How can I write a lambda to check for a particular word in a list?

Answer

If we’re given some list of strings, like languages = ["HTML", "JavaScript", "Python", "Ruby"], we’d write a lambda where each value checked is each item in the list.
From the example below, we see x being used as each number in a range() of numbers.

my_list = range(16)
filter(lambda x: x % 3 == 0, my_list)

What we want to do here is very similar, in that our x, or whatever you want to call it, will become each item in a list. The only difference is that our x is going to be each word in the list. And instead of checking if x is evenly divisible by 3, we need to check if it’s equivalent to ”Python”.

While a lambda can do this job very easily, it may be more tool than is needed in the particular situation.

print ("Python" in languages)        # True
print (languages.index('Python'))    # 2

Where the tool may be more effective is if we were looking for all the words that are not ‘Python’, or that come before/after it in the alphabet, etc.

print (list(filter(lambda x: x != 'Python', languages)))
# ['HTML', 'JavaScript', 'Ruby']

However, this again may be more than we need since a list comprehension can do the same thing…

print ([x for x in languages if x != 'Python'])
# ['HTML', 'JavaScript', 'Ruby']

That’s the beauty of the language… More than one way to cook an egg.

19 Likes

Why do you need to put ‘list’ in front of the filter function in the second example?

In Python 3 the filter function returns a filter object, unlike Python 2, which returned a list. Same applies to range, map, zip and possibly others that escape me, at present.

To access the object elements, we need to cast it as a list.

4 Likes

What’s the difference between a filter object and just a list? I just tried the function without the ‘list’ in front and it still seems to work

Apologies, I have the curiosity of a 6 year old lol

I’m assuming you used it in a for loop? We can iterate over a filter object, but we cannot inspect it without using list, unless you are running Python 2.

Consider…

>>> a = filter(lambda x: x % 2, [1,2,3,4,5,6,7,8,9])
>>> a
<filter object at 0x02E68A70>
>>> for x in a:
	print (x)

	
1
3
5
7
9
>>> 

I haven’t used any for loops. Below are the two codes which yield the exact same result:

print filter(lambda x: x != 'Python', languages)
print (list(filter(lambda x: x != 'Python', languages)))
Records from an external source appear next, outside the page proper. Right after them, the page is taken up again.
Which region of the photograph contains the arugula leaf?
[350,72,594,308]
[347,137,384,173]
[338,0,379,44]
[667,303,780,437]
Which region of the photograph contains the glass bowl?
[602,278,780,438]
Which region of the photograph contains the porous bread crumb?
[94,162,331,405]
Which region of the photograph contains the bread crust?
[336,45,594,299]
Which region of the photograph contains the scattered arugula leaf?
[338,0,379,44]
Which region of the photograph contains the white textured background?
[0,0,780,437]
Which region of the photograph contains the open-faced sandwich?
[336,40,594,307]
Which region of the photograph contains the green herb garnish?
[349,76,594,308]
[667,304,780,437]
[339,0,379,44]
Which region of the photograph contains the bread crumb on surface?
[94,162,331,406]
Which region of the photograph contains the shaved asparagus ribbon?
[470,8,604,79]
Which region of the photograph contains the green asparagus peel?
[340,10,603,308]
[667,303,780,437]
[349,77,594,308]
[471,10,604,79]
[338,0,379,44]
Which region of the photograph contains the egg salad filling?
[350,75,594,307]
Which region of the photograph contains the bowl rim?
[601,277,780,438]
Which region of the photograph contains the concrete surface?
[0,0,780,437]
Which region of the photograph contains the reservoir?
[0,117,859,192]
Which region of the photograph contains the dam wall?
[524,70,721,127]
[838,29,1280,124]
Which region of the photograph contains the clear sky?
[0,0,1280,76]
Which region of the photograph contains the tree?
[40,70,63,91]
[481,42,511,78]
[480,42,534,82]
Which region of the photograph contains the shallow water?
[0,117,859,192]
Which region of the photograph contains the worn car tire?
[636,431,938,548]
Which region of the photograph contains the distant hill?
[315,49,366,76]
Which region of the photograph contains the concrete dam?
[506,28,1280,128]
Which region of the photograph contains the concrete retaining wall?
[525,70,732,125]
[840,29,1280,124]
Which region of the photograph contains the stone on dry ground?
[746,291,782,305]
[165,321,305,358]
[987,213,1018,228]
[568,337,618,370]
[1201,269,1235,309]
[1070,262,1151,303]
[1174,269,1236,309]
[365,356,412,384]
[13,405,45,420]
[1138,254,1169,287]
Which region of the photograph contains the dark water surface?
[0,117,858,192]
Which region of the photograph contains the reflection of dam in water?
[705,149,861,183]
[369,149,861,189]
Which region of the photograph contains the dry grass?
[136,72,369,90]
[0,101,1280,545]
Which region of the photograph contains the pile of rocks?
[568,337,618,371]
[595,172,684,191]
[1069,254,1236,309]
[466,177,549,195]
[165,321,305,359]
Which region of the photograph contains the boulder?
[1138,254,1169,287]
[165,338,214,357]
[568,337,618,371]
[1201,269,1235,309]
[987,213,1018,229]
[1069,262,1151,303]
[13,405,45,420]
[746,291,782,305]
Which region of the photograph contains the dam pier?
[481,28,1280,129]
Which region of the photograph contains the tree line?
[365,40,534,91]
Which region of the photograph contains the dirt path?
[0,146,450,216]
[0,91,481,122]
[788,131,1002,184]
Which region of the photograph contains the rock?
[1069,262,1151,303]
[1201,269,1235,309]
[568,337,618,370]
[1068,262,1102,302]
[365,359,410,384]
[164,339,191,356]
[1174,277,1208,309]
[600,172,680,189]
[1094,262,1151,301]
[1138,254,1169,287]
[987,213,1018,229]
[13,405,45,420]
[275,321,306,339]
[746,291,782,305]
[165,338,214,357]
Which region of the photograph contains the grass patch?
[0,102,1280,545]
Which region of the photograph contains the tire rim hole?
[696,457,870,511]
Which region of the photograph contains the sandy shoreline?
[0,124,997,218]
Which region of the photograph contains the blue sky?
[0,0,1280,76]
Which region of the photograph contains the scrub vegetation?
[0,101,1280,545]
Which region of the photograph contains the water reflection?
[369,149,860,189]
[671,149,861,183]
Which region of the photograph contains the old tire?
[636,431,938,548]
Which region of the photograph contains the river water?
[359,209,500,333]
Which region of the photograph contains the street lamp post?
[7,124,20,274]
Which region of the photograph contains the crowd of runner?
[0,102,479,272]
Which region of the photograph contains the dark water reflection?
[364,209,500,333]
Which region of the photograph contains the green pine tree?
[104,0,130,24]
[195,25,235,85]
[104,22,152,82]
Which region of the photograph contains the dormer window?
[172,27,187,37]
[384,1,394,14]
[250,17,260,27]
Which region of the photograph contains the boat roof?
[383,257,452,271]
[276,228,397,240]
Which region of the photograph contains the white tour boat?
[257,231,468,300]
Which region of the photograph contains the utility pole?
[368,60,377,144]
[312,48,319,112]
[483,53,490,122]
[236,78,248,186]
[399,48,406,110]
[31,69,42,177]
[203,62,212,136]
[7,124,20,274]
I understand how the list tool works, but I don’t know why it’s necessary in this scenario, as oppose to using the first line.

That line is Python 2 code that will not work in Python 3.

>>> languages = ['HTML', 'JavaScript', 'Ruby', 'Python']
>>> print filter(lambda x: x != 'Python', languages)
SyntaxError: invalid syntax
>>> print (filter(lambda x: x != 'Python', languages))
<filter object at 0x02E48F10>
>>> print (list(filter(lambda x: x != 'Python', languages)))
['HTML', 'JavaScript', 'Ruby']
>>> 
3 Likes

Worked for me this way

print filter(lambda x: x in languages[2:-1], languages )

1 Like

I tried this and it worked for me;
print filter(lambda ele: ele is ‘Python’, languages). However, I liked your method.